— Ne te hâte pas de former des projets, interrompit celui qu’on venait de nommer Chanteperdrix. Tout ce que se proposent les hommes est sujet à erreur. Un grain de sable arrête la marche d’un char. Vingt fois déjà nous avons cru réussir et vingt fois nous avons échoué. Notre ennemi est plus fort que nous ; il est puissant, riche, entouré d’amis dévoués ; la mission que nous nous sommes donnée est hérissée d’obstacles ; prends garde, Chat-Tigre, n’oublions pas que nous sommes changés de lions en renards ! Soyons prudents !
— Tout cela est vrai. Tes observations sont d’une incontestable justesse ; mais tu oublies que notre position n’est plus aujourd’hui ce qu’elle était il y a dix mois ; quand nous errions presque en mendiants à travers les bourgades de la Normandie.
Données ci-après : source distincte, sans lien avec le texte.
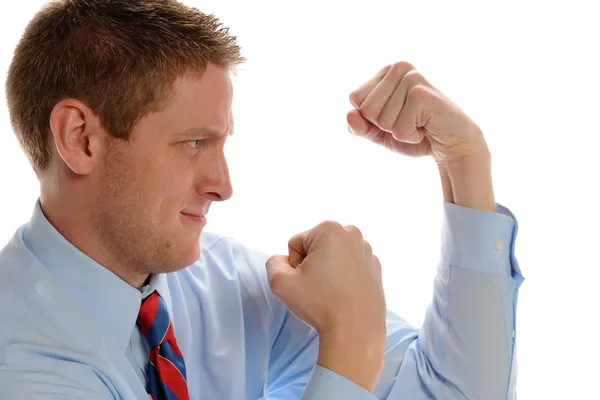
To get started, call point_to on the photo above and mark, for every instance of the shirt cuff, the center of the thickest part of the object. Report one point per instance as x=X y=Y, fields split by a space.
x=326 y=385
x=479 y=240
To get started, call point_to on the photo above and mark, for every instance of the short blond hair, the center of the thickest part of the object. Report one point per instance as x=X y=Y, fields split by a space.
x=120 y=57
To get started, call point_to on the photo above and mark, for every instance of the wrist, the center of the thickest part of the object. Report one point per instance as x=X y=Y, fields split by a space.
x=358 y=358
x=468 y=182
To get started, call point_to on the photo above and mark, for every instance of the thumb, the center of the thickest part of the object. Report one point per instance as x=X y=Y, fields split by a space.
x=282 y=276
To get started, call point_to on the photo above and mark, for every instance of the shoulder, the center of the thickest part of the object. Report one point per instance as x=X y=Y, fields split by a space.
x=17 y=279
x=234 y=268
x=34 y=296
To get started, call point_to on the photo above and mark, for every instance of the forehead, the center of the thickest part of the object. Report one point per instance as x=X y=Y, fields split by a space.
x=199 y=102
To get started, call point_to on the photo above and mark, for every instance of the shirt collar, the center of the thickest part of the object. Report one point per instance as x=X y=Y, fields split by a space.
x=105 y=296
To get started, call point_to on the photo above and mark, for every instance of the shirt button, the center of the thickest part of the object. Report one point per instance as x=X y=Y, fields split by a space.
x=499 y=245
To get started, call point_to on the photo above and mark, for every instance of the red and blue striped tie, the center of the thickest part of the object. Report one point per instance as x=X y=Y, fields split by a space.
x=166 y=369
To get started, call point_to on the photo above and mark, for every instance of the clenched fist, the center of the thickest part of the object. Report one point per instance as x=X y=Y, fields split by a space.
x=332 y=281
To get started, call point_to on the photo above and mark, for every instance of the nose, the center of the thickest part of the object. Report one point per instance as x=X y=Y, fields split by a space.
x=214 y=181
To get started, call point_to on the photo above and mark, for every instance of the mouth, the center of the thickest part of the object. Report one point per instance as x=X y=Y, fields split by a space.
x=199 y=219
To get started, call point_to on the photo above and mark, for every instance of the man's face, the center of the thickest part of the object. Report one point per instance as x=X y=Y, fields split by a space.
x=173 y=167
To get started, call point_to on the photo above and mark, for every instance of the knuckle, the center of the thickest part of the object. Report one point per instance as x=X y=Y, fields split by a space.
x=417 y=93
x=355 y=98
x=353 y=230
x=387 y=124
x=414 y=77
x=402 y=66
x=369 y=111
x=330 y=227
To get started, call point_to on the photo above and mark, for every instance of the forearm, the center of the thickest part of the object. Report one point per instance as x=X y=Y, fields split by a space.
x=356 y=358
x=468 y=182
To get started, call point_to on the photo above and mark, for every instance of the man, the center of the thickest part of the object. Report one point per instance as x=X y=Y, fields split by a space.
x=110 y=291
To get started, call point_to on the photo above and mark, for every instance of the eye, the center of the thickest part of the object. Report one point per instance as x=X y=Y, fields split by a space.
x=194 y=143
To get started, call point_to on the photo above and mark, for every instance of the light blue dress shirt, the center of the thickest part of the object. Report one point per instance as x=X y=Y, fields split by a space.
x=68 y=325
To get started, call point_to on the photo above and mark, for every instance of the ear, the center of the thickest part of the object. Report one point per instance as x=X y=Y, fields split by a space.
x=76 y=131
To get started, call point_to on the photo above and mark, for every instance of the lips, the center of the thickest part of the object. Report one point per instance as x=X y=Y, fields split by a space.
x=199 y=218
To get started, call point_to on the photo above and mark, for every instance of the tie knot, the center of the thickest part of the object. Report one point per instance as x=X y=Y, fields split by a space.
x=166 y=369
x=154 y=320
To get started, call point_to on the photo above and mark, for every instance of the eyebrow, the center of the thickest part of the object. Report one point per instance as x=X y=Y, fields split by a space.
x=206 y=132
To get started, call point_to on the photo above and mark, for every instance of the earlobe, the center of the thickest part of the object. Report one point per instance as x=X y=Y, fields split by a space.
x=70 y=124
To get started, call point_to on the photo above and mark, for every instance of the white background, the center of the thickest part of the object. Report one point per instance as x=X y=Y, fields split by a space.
x=525 y=71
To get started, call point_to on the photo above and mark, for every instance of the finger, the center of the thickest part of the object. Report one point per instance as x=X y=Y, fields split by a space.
x=368 y=249
x=376 y=100
x=357 y=125
x=298 y=248
x=392 y=109
x=358 y=96
x=354 y=233
x=410 y=126
x=377 y=268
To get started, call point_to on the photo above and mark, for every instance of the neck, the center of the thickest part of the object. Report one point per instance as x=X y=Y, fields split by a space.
x=72 y=220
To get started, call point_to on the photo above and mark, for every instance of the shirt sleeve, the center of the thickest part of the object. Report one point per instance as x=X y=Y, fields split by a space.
x=30 y=384
x=465 y=348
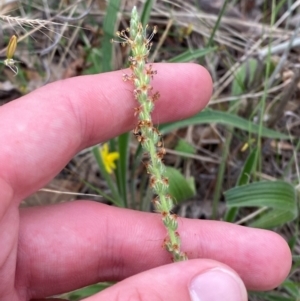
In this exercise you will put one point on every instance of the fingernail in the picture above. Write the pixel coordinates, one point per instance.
(217, 284)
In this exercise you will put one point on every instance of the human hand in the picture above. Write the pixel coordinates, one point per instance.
(53, 249)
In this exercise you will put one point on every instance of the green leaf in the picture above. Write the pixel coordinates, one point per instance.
(190, 55)
(180, 188)
(214, 116)
(86, 291)
(278, 197)
(244, 179)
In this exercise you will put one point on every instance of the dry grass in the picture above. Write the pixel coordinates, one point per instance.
(50, 49)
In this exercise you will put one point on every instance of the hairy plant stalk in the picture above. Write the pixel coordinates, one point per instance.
(146, 133)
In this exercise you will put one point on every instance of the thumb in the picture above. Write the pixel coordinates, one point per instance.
(191, 280)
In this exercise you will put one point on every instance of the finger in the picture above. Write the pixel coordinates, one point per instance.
(42, 131)
(193, 280)
(71, 245)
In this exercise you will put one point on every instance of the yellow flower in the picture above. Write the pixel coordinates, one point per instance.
(108, 158)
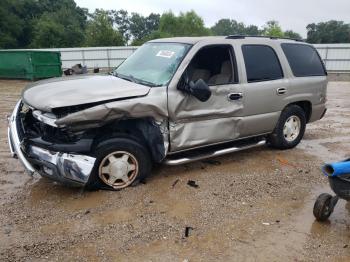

Nous sommes riches, nous avons des alliés puissants, et un de nos agents les plus importants, va nous rejoindre sous quelques jours à Port-Margot.
— Je t’avoue, Chat-Tigre, que je ne partage pas ton engouement pour cet homme. Il a une face de traître et tous les dehors d’un misérable ; en admettant même qu’il soit loyal, ce n’est après tout qu’un officier subalterne de la Compagnie des Indes, dont l’influence est sans doute fort minime à la Côte et auquel, vu les services qu’il peut nous rendre, tu as confié beaucoup plus de nos secrets, que tu n’aurais dû le faire, à mon avis.
— Te voilà toujours avec tes méfiances et tes antipathies ! Que risquons-nous ? S’il cherche à nous trahir, nous pourrons facilement nous en débarrasser. Enfin c’est un joueur et un débauché, je l’admets ; mais de là à être un traître, il y a un abîme.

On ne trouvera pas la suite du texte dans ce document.